A typical day around here is chaotic from beginning to end.  Shocked?  No, it’s not for the reasons you are thinking.  Ok, well maybe a little bit.  
It is said that the trials you are going through today, God uses to prepare you for later endeavors.
I’m not sure it could be truer in our case.
The day starts with mama racing the children on who’s going to wake up first.  I’ll nurse Baby Girl – if its “kinda cold” taking her, run out and start the truck – if its “really cold”, I’ll leave her bundled under the blankets, start the truck and come back for a few minutes.  On a good day, I will have 30 minutes to an hour that I can sit in the relative quiet, laptop plugged into the inverter and blog offline while BabyGirl talks and plays in her carseat behind me.   

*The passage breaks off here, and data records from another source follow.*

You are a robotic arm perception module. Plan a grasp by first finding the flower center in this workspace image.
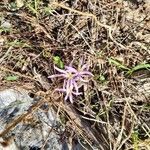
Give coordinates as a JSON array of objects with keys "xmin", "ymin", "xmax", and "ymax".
[{"xmin": 67, "ymin": 72, "xmax": 73, "ymax": 79}]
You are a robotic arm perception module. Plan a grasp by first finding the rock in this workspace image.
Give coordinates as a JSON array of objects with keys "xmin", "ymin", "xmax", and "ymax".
[{"xmin": 0, "ymin": 89, "xmax": 62, "ymax": 150}]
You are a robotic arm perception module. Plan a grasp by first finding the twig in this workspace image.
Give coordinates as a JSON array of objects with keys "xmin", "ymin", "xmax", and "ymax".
[{"xmin": 50, "ymin": 2, "xmax": 126, "ymax": 49}]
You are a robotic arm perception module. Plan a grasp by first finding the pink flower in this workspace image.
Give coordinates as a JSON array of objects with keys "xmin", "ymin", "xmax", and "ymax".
[{"xmin": 48, "ymin": 64, "xmax": 93, "ymax": 103}]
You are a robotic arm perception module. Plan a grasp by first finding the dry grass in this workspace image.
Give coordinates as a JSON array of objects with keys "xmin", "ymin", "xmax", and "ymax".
[{"xmin": 0, "ymin": 0, "xmax": 150, "ymax": 150}]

On a not so good day, mama doesn’t get the much needed quiet time and one by one the children will come running out no sooner than I get to the truck and start changing the baby (when its cold it just doesn’t seem right to change her in the house – sap, I know).  Then the waiting begins.  Usually one or more will argue over who gets the front seat, resolve that and they will play on the tablets until everyone gets up.  Bou has become my “generator starterer”, he’ll start it up, we will do breakfast, eating in the almost-hot-by-now truck.  
Much depends on the temperature – if it’s too cold, we will chill for a little while longer before everyone runs inside to get dressed, brush hair, brush teeth (with bottled water on the deck), ect.  Then we either start a small project, clean up or go on to the grocery store.  At the grocery, we will get lunch, dinner and breakfast for the next morning.  We shop daily.  Having the toaster oven and electric skillet have really opened up what we can cook.  I still don’t  cook “real” food that involves a lot of prep/dishes to dirty, but the frozen food section is now included in our menus.  Which to be honest is new for us – the only thing we have ever gotten in the frozen foods were fries and mozzarella sticks.  We haven’t found many frozen meals we like as much as what we normally make at home. 

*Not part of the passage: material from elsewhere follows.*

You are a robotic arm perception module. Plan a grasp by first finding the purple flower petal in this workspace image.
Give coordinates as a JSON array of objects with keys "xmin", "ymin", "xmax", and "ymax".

Back to the house in time for lunch usually.  Run generator again if needed.  Lunch is served in the truck again (by now temps might be in the 40’s/low 50’s).  Then its up to the children (well except Bou, I usually need him).  Swap off helping the baby or mama.  Depends on the day’s project if they willingly help or if they are voluntold to help.  While Bou and mama are working on the project, said project must be stopped at least every 10 minutes for any variety of crises – someone said something ugly, took something, fell, baby’s hungry or dirty, distribute afternoon snacks, ect.  You know normal mama things. 
By 4pm, I face quite the quandary – begging for quiet knowing if I encourage a nap at this point it will be super late before they go to bed.  Some days I choose the quiet in the short term, come what may later.  Again, depending on temps, either the littles go upstairs and bigs are downstairs or they spread out in the truck, being sorta quiet under the threat of going inside the house (where it’s cold).   It will last, at max, 20 minutes if we are in the truck.  This is the time I start thinking we need Netflix again! 

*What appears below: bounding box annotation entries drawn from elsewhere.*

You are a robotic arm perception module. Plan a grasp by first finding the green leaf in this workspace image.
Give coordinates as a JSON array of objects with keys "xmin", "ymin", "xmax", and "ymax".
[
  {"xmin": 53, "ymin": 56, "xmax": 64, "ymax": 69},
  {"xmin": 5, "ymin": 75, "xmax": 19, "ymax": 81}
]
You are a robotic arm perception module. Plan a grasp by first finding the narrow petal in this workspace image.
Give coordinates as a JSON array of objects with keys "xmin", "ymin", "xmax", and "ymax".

Between 5 and 5:30, it’s time to start dinner, Mr. usually shows up soon after.  Dinner is served, Mr. usually plays a movie or YouTube videos for everyone.  By then its dark and cold again, Bou starts the generator, we all run upstairs and snuggle into our beds/sleeping bags and watch TV for an hour or so.  Everyone falls asleep by 9pm.  Rinse, lather, repeat.
We spend a lot of time talking or listening to music.  Now before you think the children are sitting nicely in the truck, let me assure you – they are not.  The truck becomes a little (warm) jungle gym at times.  Bouncing around, climbing over seats, everyone piling into one seat to watch a tablet or to play.  And this is where the problem comes in.  For a year and a half, none of the children have had any personal space – in Texas we had 400 square feet, all of us in the same room – when we first started camp building, everyone in the same tent – living in the house, everyone in the same room.  Granted they have gone from keeping their stuff in a backpack (Texas) to having their own totes (now).  But it still hasn’t solved the problem of never being more than 5 feet from everyone.  We have learned to live in very close quarters with each other, yet being so close all the time creates its own problems. 
Add in that the bathroom is mostly contained into one “weekend bag” to be toted wherever it’s needed (like going to the front porch to brush teeth).  The clothes are somewhat organized, out in the open.  The kitchen is a table and an Elfa unit.  In other words – for a year, things in our day-to-day life have been at varying stages of disarray.  And from a somewhat organized, maybe, perhaps, possibly, a little on the OCD side… this has been a real challenge that I believe I have learned to deal with rather well.   
It is beginning to really get to me.  Something’s got to change. 
This is where the current mental conflict comes in to play – we know the next step is the bathroom – everyone has voted that as most important.  There isn’t much to make it usable besides time and a few odds and ends.  After that we could focus on finishing the upstairs – creating bed”rooms” for the children – separate, personal spaces for everyone to retreat to – which, in theory, would help the children’s interactions with each other.  Or do we do part of downstairs – wardrobe, living room – which would benefit the family as a whole – imagine a seat for everyone, a place to eat comfortably – for the first time in 18 months!!

Decisions, decisions.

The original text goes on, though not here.